One year from the start of the Sochi Games, there was none.

The places hosting the mountain competitions — not only the five Olympic sites, but also the ski resorts surrounding them — are mostly new, constructed since Russia was awarded the Games six years ago. Sochi has little experience in hosting world-class sports events, and little historical climate data is available to fully appreciate the weather possibilities.
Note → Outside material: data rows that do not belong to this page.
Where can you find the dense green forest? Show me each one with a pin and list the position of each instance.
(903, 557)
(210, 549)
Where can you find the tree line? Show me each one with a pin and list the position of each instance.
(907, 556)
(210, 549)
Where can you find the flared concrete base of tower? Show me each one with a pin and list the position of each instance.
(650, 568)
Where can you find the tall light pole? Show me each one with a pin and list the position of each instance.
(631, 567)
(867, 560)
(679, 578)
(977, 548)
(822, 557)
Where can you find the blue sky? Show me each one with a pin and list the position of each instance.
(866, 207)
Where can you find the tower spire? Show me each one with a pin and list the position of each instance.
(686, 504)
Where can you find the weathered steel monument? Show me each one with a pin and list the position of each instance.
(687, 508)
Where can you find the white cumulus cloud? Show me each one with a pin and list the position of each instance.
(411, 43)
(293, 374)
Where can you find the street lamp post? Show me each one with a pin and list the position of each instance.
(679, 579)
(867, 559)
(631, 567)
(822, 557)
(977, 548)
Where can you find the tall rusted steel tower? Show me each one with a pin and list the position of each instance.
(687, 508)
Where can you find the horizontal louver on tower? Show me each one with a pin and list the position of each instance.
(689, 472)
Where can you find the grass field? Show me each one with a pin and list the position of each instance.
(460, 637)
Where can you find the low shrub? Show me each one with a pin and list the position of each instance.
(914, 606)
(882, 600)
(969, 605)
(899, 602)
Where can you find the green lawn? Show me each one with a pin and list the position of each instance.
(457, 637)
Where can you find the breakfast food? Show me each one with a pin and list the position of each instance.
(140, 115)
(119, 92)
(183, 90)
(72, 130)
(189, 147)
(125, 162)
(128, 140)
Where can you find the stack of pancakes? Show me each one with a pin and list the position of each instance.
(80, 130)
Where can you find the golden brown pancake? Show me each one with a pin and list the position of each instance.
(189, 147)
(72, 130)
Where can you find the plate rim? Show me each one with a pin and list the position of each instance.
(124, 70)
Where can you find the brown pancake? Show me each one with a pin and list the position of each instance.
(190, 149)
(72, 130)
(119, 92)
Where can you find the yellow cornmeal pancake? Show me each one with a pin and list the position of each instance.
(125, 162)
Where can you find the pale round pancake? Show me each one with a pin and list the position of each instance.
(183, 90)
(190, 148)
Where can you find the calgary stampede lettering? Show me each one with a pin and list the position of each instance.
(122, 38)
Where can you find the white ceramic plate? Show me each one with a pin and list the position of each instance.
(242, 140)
With few exceptions, the weather stations have been in place only since 2010. What the Russians have learned since then is that the weather in the mountains above Sochi can be wildly unpredictable.
In February, World Cup snowboard cross and ski cross events were canceled because of a lack of snow, and other competitions at the Extreme Park were held amid criticism of slushy conditions.
Two years earlier, part of the European Cup Alpine skiing championships was canceled because of too much snow. Low clouds rearranged the schedule for last month’s Russian Alpine ski championships, an official test event. During the World Cup luge event in late February, it rained.

At the Olympics, unlike at test events, competitions cannot be canceled.
“During the Games, we will have more snow and we will have all the events,” Dmitry Chernyshenko, the president of the Sochi 2014 organizing committee, said in an interview last month. “We didn’t expect that the amount of snow we collected was not enough. So now we learned this lesson and paid the price.”